Pascal's theorem has a short proof using the Cayley–Bacharach theorem that given any 8 points in general position, there is a unique ninth point such that all cubics through the first 8 also pass through the ninth point. In particular, if 2 general cubics intersect in 8 points then any other cubic through the same 8 points meets the ninth point of intersection of the first two cubics. Pascal's theorem follows by taking the 8 points as the 6 points on the hexagon and two of the points (say, M and N in the figure) on the would-be Pascal line, and the ninth point as the third point (P in the figure). The first two cubics are two sets of 3 lines through the 6 points on the hexagon (for instance, the set AB, CD, EF, and the set BC, DE, FA), and the third cubic is the union of the conic and the line MN. Here the "ninth intersection" P cannot lie on the conic by genericity, and hence it lies on MN.

The Cayley–Bacharach theorem is also used to prove that the group operation on cubic elliptic curves is associative. The same group operation can be applied on a conic if we choose a point E on the conic and a line MP in the plane. The sum of A and B is obtained by first finding the intersection point of line AB with MP, which is M. Next A and B add up to the second intersection point of the conic with line EM, which is D. Thus if Q is the second intersection point of the conic with line EN, then

$(A + B) + C = D + C = Q = A + F = A + (B + C)$

Thus the group operation is associative. On the other hand, Pascal's theorem follows from the above associativity formula, and thus from the associativity of the group operation of elliptic curves by way of continuity.

==Proof using Bézout's theorem==

Suppose f is the cubic polynomial vanishing on the three lines through AB, CD, EF and g is the cubic vanishing on the other three lines BC, DE, FA. Pick a generic point P on the conic and choose λ so that the cubic h = f + λg vanishes on P. Then h = 0 is a cubic that has 7 points A, B, C, D, E, F, P in common with the conic. But by Bézout's theorem a cubic and a conic have at most 3 × 2 = 6 points in common, unless they have a common component. So the cubic h = 0 has a component in common with the conic which must be the conic itself, so h = 0 is the union of the conic and a line. This line is the Pascal line, because any point in the intersection of the solution sets of f and g will also be in the solution set of h.

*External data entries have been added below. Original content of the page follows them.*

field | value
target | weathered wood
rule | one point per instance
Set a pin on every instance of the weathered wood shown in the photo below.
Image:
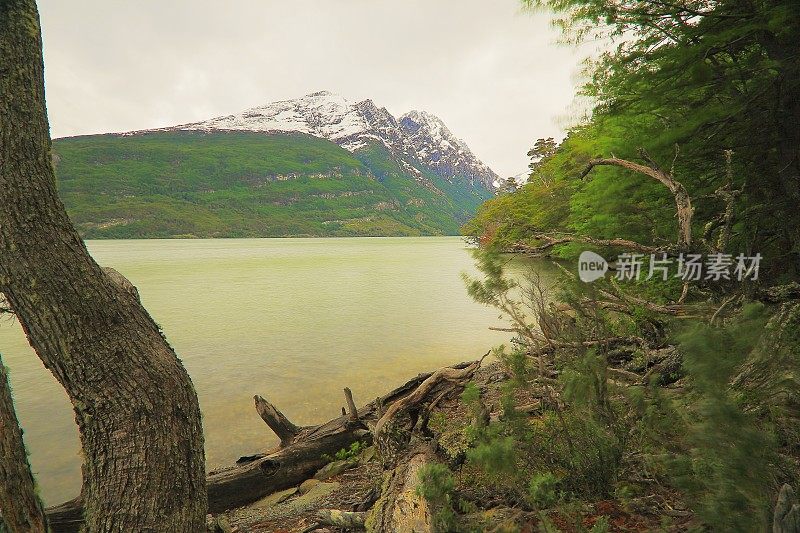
(21, 510)
(277, 421)
(135, 407)
(400, 508)
(335, 517)
(683, 201)
(258, 475)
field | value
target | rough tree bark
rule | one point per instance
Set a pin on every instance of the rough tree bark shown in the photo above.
(20, 508)
(682, 200)
(134, 403)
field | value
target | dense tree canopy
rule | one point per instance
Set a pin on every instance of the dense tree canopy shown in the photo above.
(711, 89)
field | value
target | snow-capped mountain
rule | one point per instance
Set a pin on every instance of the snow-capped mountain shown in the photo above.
(417, 139)
(448, 155)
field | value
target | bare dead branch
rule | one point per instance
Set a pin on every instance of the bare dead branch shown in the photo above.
(683, 202)
(277, 421)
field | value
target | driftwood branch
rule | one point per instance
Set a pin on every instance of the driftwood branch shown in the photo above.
(277, 421)
(548, 240)
(450, 374)
(351, 405)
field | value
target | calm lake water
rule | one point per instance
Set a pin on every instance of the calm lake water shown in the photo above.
(294, 320)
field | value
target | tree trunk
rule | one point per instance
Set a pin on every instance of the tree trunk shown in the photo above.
(401, 508)
(20, 508)
(134, 403)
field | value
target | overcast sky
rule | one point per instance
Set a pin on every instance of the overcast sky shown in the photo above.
(492, 72)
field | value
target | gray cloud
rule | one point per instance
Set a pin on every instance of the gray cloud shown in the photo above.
(491, 72)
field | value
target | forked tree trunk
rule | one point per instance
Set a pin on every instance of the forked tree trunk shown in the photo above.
(20, 508)
(134, 403)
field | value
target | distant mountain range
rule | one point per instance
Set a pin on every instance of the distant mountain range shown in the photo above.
(314, 166)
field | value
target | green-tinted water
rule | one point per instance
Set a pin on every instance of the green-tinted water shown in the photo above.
(294, 320)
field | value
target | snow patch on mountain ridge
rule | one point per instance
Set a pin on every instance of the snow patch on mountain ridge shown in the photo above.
(417, 137)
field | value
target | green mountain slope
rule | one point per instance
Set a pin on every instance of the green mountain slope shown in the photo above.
(241, 184)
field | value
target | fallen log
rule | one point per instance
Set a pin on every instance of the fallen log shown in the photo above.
(297, 458)
(401, 508)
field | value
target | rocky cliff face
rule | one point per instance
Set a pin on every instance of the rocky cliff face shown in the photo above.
(418, 141)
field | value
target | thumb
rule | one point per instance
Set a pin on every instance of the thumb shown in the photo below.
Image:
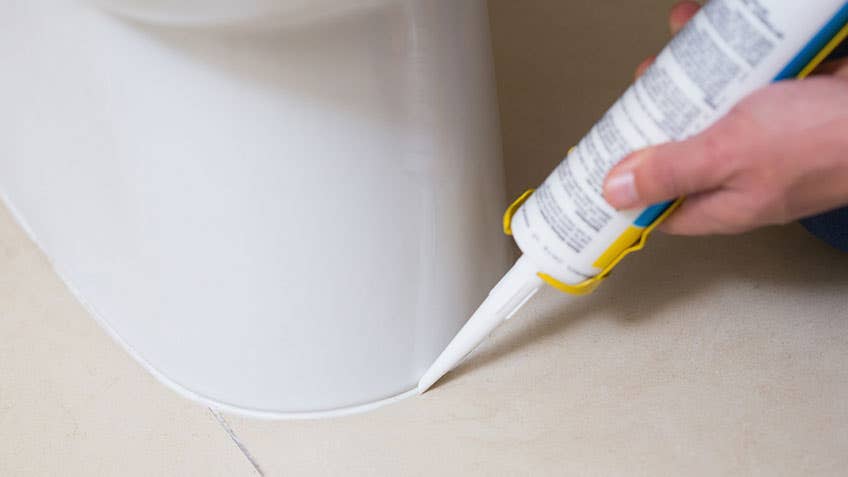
(668, 171)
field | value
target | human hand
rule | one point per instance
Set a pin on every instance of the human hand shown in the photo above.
(781, 154)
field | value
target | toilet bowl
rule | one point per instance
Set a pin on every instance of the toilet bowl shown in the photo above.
(281, 209)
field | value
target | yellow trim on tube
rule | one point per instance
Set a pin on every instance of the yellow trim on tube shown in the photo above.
(823, 54)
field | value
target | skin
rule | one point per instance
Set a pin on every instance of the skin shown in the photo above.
(780, 155)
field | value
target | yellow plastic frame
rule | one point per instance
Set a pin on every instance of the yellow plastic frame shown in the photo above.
(589, 285)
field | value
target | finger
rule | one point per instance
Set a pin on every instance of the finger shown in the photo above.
(643, 66)
(675, 169)
(834, 67)
(680, 14)
(698, 216)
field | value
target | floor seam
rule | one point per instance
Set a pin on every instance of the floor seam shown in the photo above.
(233, 437)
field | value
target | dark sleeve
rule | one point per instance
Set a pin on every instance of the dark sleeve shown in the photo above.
(841, 51)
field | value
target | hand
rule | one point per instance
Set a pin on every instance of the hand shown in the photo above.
(781, 154)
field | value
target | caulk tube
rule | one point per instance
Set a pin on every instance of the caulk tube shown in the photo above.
(570, 237)
(728, 50)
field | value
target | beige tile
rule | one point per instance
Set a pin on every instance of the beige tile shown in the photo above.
(73, 403)
(720, 356)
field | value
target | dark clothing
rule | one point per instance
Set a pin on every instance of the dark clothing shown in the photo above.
(832, 227)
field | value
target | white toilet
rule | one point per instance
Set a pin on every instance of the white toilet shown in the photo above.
(280, 208)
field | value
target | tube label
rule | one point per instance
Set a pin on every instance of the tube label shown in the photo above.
(730, 48)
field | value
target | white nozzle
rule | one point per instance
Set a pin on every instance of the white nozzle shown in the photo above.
(508, 296)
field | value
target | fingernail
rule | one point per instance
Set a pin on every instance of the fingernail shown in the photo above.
(620, 190)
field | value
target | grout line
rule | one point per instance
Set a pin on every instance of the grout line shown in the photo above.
(229, 430)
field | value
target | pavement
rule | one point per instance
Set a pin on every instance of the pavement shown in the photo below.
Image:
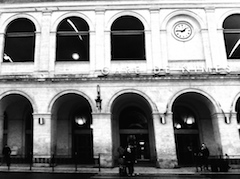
(113, 171)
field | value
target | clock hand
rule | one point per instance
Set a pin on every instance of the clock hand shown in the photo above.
(181, 30)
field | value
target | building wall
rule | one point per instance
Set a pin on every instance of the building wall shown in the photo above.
(172, 68)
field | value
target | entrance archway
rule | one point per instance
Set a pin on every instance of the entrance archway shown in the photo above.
(17, 124)
(72, 128)
(132, 116)
(194, 124)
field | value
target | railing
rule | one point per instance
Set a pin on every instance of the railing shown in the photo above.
(53, 161)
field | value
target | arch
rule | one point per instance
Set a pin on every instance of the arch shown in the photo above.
(127, 13)
(119, 93)
(57, 96)
(4, 26)
(216, 105)
(234, 103)
(224, 16)
(35, 110)
(64, 16)
(163, 26)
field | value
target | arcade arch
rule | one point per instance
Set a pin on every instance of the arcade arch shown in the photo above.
(72, 128)
(132, 116)
(194, 122)
(16, 124)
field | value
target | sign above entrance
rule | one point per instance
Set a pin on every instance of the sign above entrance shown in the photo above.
(167, 70)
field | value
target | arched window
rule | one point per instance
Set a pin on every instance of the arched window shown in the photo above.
(19, 41)
(231, 27)
(127, 39)
(73, 40)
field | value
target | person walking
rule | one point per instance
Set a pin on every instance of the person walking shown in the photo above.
(204, 154)
(6, 155)
(130, 158)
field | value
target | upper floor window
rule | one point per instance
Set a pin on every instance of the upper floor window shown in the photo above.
(231, 27)
(73, 40)
(127, 39)
(19, 41)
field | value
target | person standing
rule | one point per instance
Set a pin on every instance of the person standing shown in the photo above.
(205, 154)
(130, 158)
(6, 155)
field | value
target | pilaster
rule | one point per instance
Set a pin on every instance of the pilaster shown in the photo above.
(165, 141)
(102, 138)
(41, 135)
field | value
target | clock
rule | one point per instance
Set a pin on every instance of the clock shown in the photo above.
(182, 31)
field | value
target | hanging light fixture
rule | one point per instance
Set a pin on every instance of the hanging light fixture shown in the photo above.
(189, 119)
(80, 120)
(98, 99)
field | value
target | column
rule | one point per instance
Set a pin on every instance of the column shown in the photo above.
(216, 58)
(42, 49)
(1, 49)
(1, 131)
(165, 141)
(41, 135)
(155, 39)
(229, 135)
(100, 45)
(102, 138)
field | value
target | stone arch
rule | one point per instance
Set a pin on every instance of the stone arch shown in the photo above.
(216, 105)
(36, 23)
(71, 113)
(203, 111)
(30, 99)
(16, 116)
(131, 115)
(53, 100)
(66, 15)
(151, 103)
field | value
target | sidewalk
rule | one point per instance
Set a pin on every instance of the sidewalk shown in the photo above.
(112, 171)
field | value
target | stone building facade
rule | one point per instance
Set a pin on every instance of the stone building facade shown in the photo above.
(166, 72)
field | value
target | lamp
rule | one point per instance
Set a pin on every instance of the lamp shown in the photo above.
(189, 119)
(80, 120)
(98, 100)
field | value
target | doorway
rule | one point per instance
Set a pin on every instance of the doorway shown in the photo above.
(132, 116)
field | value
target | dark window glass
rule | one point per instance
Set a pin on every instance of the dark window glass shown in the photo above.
(20, 41)
(127, 39)
(73, 40)
(232, 36)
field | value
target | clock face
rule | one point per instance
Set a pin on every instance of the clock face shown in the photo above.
(182, 30)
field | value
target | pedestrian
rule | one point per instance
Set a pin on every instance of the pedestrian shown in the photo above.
(121, 161)
(204, 152)
(6, 155)
(130, 158)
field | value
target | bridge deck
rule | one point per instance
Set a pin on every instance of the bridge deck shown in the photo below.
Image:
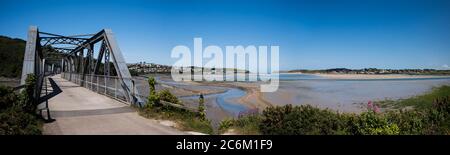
(80, 111)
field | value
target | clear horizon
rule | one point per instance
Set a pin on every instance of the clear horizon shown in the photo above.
(311, 34)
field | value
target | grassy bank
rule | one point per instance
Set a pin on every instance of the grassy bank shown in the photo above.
(424, 101)
(429, 114)
(186, 120)
(17, 112)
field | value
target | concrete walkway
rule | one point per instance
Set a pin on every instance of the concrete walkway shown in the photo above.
(79, 111)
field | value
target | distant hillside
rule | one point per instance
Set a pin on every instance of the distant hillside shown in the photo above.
(11, 56)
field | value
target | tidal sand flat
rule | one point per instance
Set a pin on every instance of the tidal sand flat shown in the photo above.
(345, 95)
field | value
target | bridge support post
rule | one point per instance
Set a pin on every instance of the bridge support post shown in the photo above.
(29, 59)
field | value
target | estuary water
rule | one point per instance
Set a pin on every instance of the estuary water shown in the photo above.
(346, 95)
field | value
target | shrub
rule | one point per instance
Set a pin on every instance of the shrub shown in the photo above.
(409, 122)
(14, 121)
(7, 98)
(165, 95)
(153, 98)
(201, 107)
(27, 95)
(304, 119)
(370, 123)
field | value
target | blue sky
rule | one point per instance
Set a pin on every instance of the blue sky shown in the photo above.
(311, 34)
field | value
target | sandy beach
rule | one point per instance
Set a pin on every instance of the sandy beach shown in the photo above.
(377, 76)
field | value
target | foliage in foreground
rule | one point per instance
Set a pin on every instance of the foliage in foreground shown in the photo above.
(433, 119)
(187, 120)
(17, 115)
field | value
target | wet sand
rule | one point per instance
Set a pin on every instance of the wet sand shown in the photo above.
(377, 76)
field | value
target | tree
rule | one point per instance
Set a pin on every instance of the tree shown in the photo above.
(153, 98)
(201, 107)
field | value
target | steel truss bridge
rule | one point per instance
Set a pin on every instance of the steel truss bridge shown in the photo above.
(93, 61)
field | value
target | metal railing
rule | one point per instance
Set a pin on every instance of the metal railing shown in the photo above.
(106, 85)
(110, 86)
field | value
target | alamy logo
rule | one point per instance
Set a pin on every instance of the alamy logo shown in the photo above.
(240, 63)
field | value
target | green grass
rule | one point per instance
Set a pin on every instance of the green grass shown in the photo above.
(424, 101)
(247, 125)
(186, 120)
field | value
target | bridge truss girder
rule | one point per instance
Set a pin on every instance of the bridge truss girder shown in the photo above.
(79, 58)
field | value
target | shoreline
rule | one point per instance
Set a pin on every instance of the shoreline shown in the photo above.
(377, 76)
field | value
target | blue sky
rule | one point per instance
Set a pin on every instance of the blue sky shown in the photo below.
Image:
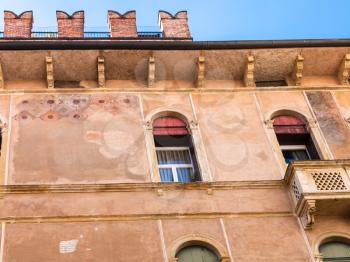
(211, 20)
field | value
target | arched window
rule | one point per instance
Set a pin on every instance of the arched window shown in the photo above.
(335, 251)
(294, 139)
(196, 253)
(174, 148)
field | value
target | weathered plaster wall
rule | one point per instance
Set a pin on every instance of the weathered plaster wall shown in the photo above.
(249, 239)
(135, 203)
(266, 239)
(233, 136)
(77, 139)
(99, 241)
(331, 122)
(327, 225)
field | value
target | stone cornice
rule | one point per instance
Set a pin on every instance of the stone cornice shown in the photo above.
(135, 217)
(132, 187)
(170, 90)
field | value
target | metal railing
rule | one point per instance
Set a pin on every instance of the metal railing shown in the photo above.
(144, 32)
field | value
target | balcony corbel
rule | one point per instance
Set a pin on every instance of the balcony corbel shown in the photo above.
(315, 185)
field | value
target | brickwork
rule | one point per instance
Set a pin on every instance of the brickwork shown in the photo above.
(70, 25)
(18, 25)
(122, 25)
(174, 26)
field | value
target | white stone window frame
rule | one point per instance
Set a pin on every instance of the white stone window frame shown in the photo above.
(174, 167)
(193, 129)
(294, 148)
(312, 127)
(3, 153)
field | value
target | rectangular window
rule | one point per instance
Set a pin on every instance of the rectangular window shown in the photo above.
(295, 152)
(175, 164)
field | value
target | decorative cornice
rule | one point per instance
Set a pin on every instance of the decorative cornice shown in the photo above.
(180, 90)
(135, 217)
(131, 187)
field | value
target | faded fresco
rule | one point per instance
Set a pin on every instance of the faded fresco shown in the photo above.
(77, 139)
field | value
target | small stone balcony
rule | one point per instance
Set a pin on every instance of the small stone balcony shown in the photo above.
(319, 188)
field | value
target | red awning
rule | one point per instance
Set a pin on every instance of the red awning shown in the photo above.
(169, 126)
(289, 125)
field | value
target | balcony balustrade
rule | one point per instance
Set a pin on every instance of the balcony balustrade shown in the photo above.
(319, 188)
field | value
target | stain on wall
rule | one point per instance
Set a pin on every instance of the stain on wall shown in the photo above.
(331, 122)
(233, 136)
(77, 139)
(101, 241)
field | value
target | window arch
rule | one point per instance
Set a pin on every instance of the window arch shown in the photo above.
(198, 245)
(176, 157)
(196, 253)
(294, 138)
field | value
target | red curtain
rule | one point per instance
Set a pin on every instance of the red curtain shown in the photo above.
(289, 125)
(169, 126)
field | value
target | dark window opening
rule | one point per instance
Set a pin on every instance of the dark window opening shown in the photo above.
(294, 139)
(176, 156)
(67, 84)
(270, 83)
(0, 140)
(196, 253)
(335, 251)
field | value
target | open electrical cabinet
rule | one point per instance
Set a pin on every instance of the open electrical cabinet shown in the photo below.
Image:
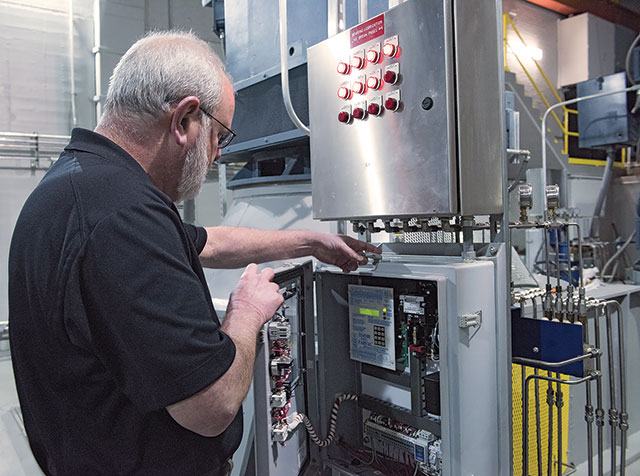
(397, 338)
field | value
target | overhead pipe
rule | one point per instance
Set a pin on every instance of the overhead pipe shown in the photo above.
(284, 70)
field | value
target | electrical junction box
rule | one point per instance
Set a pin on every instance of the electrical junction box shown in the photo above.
(607, 120)
(393, 133)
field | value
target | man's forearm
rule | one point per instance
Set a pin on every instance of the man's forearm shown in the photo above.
(234, 247)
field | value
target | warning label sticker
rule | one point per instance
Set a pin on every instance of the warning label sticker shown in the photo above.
(368, 30)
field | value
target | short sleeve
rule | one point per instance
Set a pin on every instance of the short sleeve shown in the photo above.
(146, 313)
(198, 236)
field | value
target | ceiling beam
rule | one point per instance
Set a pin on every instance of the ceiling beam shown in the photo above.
(607, 10)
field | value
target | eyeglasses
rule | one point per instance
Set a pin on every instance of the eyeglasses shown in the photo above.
(224, 138)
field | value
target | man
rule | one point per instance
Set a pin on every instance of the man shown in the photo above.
(121, 364)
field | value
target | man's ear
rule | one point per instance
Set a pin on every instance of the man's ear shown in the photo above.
(184, 119)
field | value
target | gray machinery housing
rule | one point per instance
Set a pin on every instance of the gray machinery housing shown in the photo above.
(419, 339)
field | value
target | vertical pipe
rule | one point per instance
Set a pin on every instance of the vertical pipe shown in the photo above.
(284, 70)
(72, 68)
(550, 403)
(588, 408)
(558, 308)
(559, 405)
(537, 403)
(599, 408)
(613, 412)
(97, 59)
(623, 422)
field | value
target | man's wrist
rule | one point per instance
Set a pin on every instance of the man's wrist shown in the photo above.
(247, 312)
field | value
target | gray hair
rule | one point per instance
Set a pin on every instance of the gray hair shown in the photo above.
(158, 71)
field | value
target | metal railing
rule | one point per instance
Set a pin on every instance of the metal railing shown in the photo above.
(30, 151)
(507, 22)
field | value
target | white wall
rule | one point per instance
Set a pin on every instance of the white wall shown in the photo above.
(35, 79)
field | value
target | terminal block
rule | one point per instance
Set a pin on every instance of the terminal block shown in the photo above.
(279, 330)
(280, 366)
(279, 399)
(279, 432)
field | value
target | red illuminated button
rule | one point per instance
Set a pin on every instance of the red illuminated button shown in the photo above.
(390, 77)
(391, 104)
(344, 92)
(343, 68)
(389, 49)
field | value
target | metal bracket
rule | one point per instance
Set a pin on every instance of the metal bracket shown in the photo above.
(470, 320)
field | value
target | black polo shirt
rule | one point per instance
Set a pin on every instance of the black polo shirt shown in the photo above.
(111, 321)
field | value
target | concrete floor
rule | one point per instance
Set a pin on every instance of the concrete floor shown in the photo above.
(15, 455)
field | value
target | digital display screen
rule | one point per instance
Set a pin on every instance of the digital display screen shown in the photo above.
(369, 312)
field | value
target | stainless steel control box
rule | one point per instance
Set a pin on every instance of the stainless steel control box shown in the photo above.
(406, 114)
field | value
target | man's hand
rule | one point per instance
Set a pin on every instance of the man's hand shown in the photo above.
(342, 251)
(255, 297)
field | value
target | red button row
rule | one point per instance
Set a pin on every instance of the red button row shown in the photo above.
(372, 83)
(373, 56)
(374, 109)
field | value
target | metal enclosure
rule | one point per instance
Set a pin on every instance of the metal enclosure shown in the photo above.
(428, 157)
(605, 121)
(469, 359)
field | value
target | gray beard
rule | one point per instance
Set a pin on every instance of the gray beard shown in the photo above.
(195, 168)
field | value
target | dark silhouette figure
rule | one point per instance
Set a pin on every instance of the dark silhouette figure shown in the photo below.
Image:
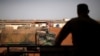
(85, 32)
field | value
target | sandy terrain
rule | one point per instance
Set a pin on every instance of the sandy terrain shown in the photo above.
(22, 32)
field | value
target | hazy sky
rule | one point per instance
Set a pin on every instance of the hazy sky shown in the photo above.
(45, 9)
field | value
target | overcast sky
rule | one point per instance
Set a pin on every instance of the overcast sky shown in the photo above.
(45, 9)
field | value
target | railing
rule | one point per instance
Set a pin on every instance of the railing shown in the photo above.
(43, 50)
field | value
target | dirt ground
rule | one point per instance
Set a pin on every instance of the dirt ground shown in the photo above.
(67, 41)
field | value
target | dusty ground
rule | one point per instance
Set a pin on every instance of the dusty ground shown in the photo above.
(67, 41)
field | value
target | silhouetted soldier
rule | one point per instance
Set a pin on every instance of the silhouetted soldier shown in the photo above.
(85, 32)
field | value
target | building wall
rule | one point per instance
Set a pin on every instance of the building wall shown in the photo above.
(14, 26)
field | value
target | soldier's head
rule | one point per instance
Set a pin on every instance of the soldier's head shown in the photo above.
(82, 9)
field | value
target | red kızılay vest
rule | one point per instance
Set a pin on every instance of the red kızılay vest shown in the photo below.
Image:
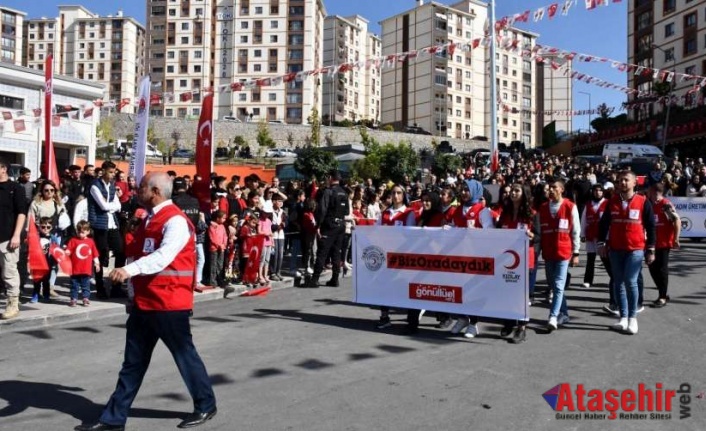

== A property of Pascal's hexagon ==

Again given the hexagon on a conic of Pascal's theorem with the above notation for points (in the first figure), we have
$\frac{\overline{GB}}{\overline{GA}} \times \frac{\overline{HA}}{\overline{HF}} \times \frac{\overline{KF}}{\overline{KE}} \times\frac{\overline{GE}}{\overline{GD}} \times \frac{\overline{HD}}{\overline{HC}} \times \frac{\overline{KC}}{\overline{KB}}=1.$

== Degenerations of Pascal's theorem ==

Pascal's theorem: degenerations

There exist 5-point, 4-point and 3-point degenerate cases of Pascal's theorem. In a degenerate case, two previously connected points of the figure will formally coincide and the connecting line becomes the tangent at the coalesced point. See the degenerate cases given in the added scheme and the external link on circle geometries. If one chooses suitable lines of the Pascal-figures as lines at infinity one gets many interesting figures on parabolas and hyperbolas.